7 Joins

Diane Horton

So far, we’ve seen only Cartesian product. But all the joins you know from relational algebra have a counterpart in SQL. Any of them can go in a FROM clause:

Basic types of join

Dangling tuples

When we join tables R and S using NATURAL JOIN or using JOIN ON, a condition must be met in order for a given combination of a tuple r from R and a tuple s from S to be included in the result: With NATURAL JOIN, r and s must agree on all attributes of the same name; with JOIN ON, they must satisfy the join condition.
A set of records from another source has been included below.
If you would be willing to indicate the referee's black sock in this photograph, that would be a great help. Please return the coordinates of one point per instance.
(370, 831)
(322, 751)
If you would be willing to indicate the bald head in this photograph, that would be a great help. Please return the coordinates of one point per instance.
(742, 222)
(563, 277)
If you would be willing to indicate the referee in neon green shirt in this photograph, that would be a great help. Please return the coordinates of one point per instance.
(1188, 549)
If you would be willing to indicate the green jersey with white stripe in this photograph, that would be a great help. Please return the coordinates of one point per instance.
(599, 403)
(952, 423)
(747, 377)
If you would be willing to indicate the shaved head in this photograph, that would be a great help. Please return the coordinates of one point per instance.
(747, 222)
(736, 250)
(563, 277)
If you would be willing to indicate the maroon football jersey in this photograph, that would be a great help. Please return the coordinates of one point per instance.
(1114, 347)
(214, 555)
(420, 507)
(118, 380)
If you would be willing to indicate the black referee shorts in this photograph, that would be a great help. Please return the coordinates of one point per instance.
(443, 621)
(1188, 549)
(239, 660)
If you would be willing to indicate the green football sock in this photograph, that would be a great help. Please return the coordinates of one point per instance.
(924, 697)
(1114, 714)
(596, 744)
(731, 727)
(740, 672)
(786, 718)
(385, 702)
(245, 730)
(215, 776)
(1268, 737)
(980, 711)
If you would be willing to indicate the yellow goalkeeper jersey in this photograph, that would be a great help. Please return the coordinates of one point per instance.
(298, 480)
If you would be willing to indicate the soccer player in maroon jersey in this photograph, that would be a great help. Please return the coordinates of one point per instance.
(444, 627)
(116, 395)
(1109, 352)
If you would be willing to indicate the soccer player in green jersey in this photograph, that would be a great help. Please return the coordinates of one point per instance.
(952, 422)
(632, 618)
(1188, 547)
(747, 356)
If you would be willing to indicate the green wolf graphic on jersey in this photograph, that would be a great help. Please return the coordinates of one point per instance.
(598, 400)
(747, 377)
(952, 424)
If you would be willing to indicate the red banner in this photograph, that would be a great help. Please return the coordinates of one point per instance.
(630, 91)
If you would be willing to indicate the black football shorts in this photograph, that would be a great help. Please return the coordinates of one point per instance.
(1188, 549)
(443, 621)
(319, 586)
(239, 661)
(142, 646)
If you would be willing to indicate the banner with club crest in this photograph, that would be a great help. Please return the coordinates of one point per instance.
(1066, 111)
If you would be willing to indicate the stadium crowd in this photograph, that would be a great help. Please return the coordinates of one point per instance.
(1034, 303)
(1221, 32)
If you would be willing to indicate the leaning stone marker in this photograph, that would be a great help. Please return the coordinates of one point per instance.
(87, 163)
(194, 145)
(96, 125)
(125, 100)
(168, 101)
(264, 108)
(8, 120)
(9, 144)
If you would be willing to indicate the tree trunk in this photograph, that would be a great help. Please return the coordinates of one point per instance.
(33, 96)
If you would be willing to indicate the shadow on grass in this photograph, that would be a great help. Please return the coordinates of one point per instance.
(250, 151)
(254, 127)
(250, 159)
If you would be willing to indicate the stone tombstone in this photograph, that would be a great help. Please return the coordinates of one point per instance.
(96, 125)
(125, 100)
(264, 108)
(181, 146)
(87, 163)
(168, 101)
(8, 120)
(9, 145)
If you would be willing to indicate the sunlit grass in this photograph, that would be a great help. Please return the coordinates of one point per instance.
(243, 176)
But what if there is a row r in R that doesn’t satisfy the condition with any of the rows of S? Or a row s from S that never finds a partner in table R? These tuples are entirely missing from the result. Here’s an example:

Natural join

The tuple <4, 5> from R is not represented in the result, nor is the tuple <6, 7> from S. (We call these dangling tuples.) If we want such tuples included in the result, there is another class of joins that can include them, called outer joins.

Outer joins

An outer join preserves these dangling tuples by padding them with null values where needed. For example, <4, 5> has no tuple from S that can partner with it and provide a value in column C, so it gets a null in that column. (The joins we learned earlier don’t pad with nulls, and are called an inner joins.)

There are three kinds of outer join. A left outer join preserves dangling tuples from the table on the left-hand side only. For example:

Left outer join

Here, row <4, 5> from the left-hand table, R, is preserved in the result. But row <6, 7> from the right-hand table, S, is not preserved.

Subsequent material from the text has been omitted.